Three companies, three trajectories

The scatter plots tell stories that earnings calls can't hide. Each dot is a classifier firing in a specific filing. The regression line cuts through the noise to reveal the underlying trajectory.

iRobot (IRBT) — The Decline

Net Health: −49 → +28
iRobot distress scatter chart
Once a healthy company (recovery signals dominated in 2018-2021), iRobot's trajectory reversed dramatically. The red regression line is now climbing while green falls. The Amazon deal collapse and subsequent restructuring are visible in the signal shift.

Cosmos Health (COSM) — The Turnaround

Net Health: +4 → +29
Cosmos Health distress scatter chart
Despite showing up on distress screens, COSM's trajectory tells a different story. Recovery signals are trending up faster than distress. The green line is pulling away — this is what a turnaround looks like in the data.

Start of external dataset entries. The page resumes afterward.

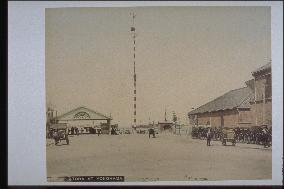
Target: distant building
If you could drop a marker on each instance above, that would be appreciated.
(244, 107)
(261, 102)
(231, 110)
(85, 118)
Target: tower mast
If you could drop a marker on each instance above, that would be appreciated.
(133, 32)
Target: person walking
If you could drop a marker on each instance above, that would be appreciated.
(208, 136)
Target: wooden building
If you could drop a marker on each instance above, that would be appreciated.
(244, 107)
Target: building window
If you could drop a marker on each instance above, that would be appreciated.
(268, 88)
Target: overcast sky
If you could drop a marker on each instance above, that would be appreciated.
(185, 57)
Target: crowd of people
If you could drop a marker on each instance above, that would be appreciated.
(252, 135)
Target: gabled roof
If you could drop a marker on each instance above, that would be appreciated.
(91, 114)
(266, 67)
(238, 98)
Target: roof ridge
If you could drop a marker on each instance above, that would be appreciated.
(82, 107)
(223, 95)
(248, 97)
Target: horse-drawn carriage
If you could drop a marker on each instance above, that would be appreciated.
(59, 132)
(228, 135)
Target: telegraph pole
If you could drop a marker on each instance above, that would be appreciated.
(133, 32)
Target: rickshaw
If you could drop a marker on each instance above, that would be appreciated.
(228, 135)
(60, 132)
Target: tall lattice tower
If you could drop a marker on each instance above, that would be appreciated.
(133, 33)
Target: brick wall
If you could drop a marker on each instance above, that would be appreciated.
(230, 118)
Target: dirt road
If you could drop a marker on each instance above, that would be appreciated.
(165, 158)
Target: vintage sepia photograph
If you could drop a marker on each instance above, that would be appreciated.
(158, 93)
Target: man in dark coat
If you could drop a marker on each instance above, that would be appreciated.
(208, 136)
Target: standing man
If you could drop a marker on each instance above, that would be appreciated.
(208, 136)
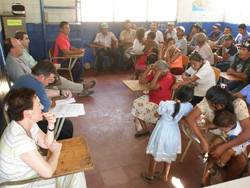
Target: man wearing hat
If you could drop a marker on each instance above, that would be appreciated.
(180, 41)
(240, 67)
(216, 33)
(170, 32)
(104, 40)
(159, 35)
(203, 48)
(226, 53)
(196, 28)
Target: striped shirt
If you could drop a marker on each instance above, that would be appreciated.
(14, 142)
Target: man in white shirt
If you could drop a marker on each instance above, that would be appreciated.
(203, 48)
(181, 42)
(104, 40)
(159, 35)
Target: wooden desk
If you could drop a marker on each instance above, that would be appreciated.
(135, 86)
(75, 157)
(228, 77)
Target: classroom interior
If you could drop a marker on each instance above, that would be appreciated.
(108, 125)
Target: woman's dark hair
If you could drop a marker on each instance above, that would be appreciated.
(221, 96)
(195, 56)
(17, 100)
(184, 94)
(224, 118)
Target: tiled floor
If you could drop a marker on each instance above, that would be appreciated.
(109, 128)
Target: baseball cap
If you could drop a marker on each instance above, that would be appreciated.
(228, 37)
(181, 28)
(104, 26)
(217, 26)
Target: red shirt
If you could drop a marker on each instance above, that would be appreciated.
(62, 42)
(165, 92)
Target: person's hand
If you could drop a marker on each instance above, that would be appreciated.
(55, 147)
(218, 150)
(64, 93)
(50, 117)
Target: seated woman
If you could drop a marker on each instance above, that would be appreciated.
(144, 108)
(172, 55)
(201, 74)
(19, 156)
(218, 98)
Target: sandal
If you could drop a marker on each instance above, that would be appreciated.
(137, 135)
(145, 178)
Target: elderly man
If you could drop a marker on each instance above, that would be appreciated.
(181, 42)
(127, 37)
(42, 75)
(243, 34)
(216, 33)
(158, 33)
(203, 48)
(240, 67)
(104, 40)
(226, 53)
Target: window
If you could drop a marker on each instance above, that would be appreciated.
(134, 10)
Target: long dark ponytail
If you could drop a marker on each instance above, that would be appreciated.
(183, 94)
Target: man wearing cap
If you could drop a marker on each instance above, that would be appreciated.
(159, 35)
(226, 53)
(127, 37)
(196, 28)
(243, 34)
(63, 48)
(203, 48)
(216, 33)
(240, 67)
(180, 41)
(170, 32)
(104, 40)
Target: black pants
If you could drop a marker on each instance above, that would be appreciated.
(66, 132)
(76, 70)
(115, 55)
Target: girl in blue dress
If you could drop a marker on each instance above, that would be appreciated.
(165, 141)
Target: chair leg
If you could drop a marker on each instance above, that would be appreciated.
(185, 152)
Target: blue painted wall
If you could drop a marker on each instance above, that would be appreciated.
(87, 32)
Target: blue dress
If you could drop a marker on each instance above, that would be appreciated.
(165, 140)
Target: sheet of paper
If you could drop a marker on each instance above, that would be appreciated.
(65, 101)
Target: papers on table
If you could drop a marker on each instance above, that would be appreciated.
(64, 109)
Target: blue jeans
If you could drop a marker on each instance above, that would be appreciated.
(235, 86)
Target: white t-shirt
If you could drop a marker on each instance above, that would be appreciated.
(206, 78)
(158, 37)
(206, 52)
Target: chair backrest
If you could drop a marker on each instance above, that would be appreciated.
(217, 73)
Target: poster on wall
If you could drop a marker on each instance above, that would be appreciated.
(200, 5)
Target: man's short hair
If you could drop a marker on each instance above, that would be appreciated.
(44, 67)
(242, 26)
(152, 35)
(229, 28)
(7, 45)
(63, 23)
(19, 35)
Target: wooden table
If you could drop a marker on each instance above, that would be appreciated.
(135, 86)
(75, 157)
(228, 77)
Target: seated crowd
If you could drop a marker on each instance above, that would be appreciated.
(159, 62)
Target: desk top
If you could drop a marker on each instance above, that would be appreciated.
(134, 85)
(75, 157)
(229, 77)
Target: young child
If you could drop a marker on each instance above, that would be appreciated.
(230, 128)
(165, 141)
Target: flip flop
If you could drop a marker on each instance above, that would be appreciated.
(144, 177)
(140, 135)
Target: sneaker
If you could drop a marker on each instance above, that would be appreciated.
(85, 93)
(89, 85)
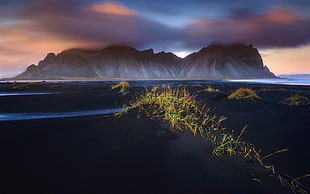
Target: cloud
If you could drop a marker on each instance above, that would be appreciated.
(112, 8)
(277, 28)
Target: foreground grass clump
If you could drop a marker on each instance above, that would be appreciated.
(123, 86)
(296, 100)
(184, 113)
(22, 86)
(244, 94)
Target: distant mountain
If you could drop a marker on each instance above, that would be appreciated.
(215, 61)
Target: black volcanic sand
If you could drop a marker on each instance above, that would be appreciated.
(104, 154)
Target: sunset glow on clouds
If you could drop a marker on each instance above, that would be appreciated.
(30, 30)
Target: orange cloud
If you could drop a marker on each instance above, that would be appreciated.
(113, 8)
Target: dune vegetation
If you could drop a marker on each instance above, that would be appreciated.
(184, 113)
(123, 87)
(296, 100)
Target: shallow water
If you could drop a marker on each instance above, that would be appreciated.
(28, 116)
(284, 81)
(158, 82)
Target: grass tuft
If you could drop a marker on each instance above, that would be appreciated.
(123, 86)
(210, 89)
(244, 94)
(184, 113)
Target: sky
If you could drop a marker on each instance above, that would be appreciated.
(280, 29)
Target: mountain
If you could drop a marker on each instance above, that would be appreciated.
(215, 61)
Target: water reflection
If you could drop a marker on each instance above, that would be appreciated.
(28, 116)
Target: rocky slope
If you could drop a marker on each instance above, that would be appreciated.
(215, 61)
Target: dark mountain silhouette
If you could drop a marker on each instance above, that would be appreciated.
(215, 61)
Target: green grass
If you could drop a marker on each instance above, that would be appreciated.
(22, 86)
(244, 94)
(184, 113)
(296, 100)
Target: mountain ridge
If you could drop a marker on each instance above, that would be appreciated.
(214, 61)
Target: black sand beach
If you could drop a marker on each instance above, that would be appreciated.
(132, 154)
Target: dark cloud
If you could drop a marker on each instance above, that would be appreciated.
(78, 22)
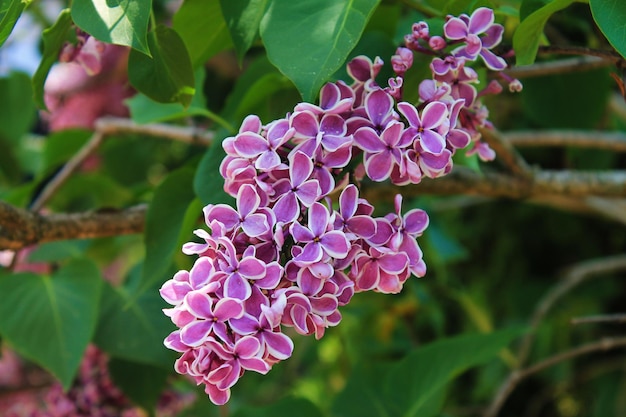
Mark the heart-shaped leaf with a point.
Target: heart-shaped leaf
(10, 11)
(134, 328)
(243, 19)
(164, 221)
(303, 51)
(167, 76)
(204, 37)
(528, 33)
(51, 319)
(610, 16)
(121, 22)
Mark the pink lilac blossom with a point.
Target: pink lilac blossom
(302, 240)
(464, 40)
(93, 393)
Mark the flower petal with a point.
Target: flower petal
(378, 166)
(278, 345)
(481, 20)
(455, 29)
(228, 308)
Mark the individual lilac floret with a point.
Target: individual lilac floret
(428, 126)
(469, 29)
(295, 190)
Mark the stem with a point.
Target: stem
(613, 141)
(538, 69)
(67, 170)
(507, 153)
(20, 228)
(604, 318)
(515, 377)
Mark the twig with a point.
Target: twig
(609, 55)
(604, 318)
(110, 126)
(573, 277)
(489, 184)
(20, 228)
(115, 125)
(68, 169)
(562, 66)
(506, 153)
(613, 141)
(515, 377)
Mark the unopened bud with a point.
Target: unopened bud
(515, 86)
(437, 43)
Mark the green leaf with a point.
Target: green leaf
(18, 109)
(61, 146)
(362, 395)
(163, 224)
(425, 371)
(415, 385)
(10, 13)
(133, 328)
(529, 32)
(340, 24)
(167, 76)
(204, 37)
(208, 183)
(577, 100)
(255, 90)
(243, 19)
(121, 22)
(51, 319)
(610, 16)
(144, 110)
(286, 407)
(143, 384)
(53, 39)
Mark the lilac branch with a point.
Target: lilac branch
(604, 318)
(613, 141)
(490, 184)
(506, 153)
(68, 169)
(517, 376)
(539, 69)
(573, 277)
(20, 228)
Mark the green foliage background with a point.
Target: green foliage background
(441, 347)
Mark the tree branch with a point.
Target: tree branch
(506, 153)
(613, 141)
(562, 66)
(193, 136)
(490, 184)
(573, 277)
(603, 318)
(515, 377)
(68, 169)
(20, 228)
(108, 126)
(608, 55)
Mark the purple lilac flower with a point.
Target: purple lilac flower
(301, 241)
(469, 29)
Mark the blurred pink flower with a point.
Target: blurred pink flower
(91, 83)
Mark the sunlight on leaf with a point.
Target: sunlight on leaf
(121, 22)
(50, 319)
(327, 30)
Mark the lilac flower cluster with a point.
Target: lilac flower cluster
(465, 40)
(93, 394)
(301, 240)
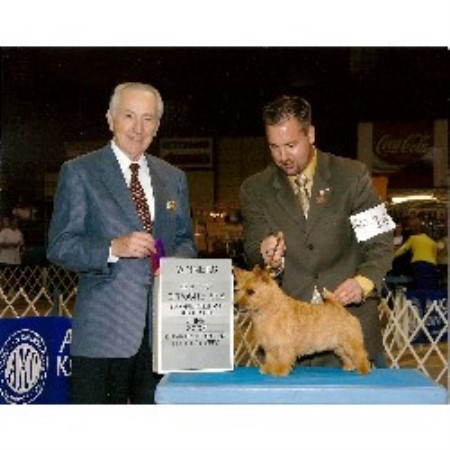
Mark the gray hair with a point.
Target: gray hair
(113, 102)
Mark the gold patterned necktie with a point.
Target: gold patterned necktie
(138, 194)
(303, 195)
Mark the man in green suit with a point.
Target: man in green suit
(340, 240)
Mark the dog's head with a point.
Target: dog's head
(251, 288)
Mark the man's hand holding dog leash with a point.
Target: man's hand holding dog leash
(273, 248)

Kezar Life Sciences (KZR) — The Death Spiral

Net Health: −36 → −77
Kezar distress scatter chart
The textbook distress pattern. Red points (distress) are accelerating upward while green (recovery) stagnates. The gap between the regression lines widens with each filing. This is not noise — this is structural decline visible quarters before headlines.

The Simplified View

Net Health — recovery minus distress

Sometimes you just want one number. Net Health = (sum of recovery signals) - (sum of distress signals), normalized per 100 sentences. Positive = healthier, negative = distressed. Track it over time.

COSM net health
COSM
Cosmos Health Inc.
↑ Recovering
KZR net health
KZR
Kezar Life Sciences
↓ Declining
The area tells the story. Green fill = recovery dominating. Red fill = distress dominating. The line shows the journey. COSM spent years in distress territory but has emerged. KZR started struggling and never recovered — each quarter worse than the last.

Technical details

Normalization

All signal counts are divided by document sentence count and multiplied by 100. This creates "signal intensity per 100 sentences" — comparable across 50-sentence and 500-sentence filings.

Regression Method

Simple linear regression (OLS) fitted to all data points per cluster. The slope indicates trend direction and magnitude. Shaded confidence bands show uncertainty.

Time Period

Charts use 10-K and 10-Q filings from 2018 onwards. This captures pre-COVID, COVID, and post-COVID periods for meaningful trend analysis.

Classifier Source

Signals are extracted using fine-tuned transformers trained on labeled SEC sentences. Each classifier outputs a binary yes/no per sentence, then aggregated per filing.

Net Health Calculation

Sum of all 7 recovery signals minus sum of all 7 distress signals, after normalization. Positive values indicate recovery dominance; negative indicates distress dominance.

Data Quality

Filings with fewer than 50 sentences are excluded to ensure statistical stability. Company name changes are tracked to maintain continuity.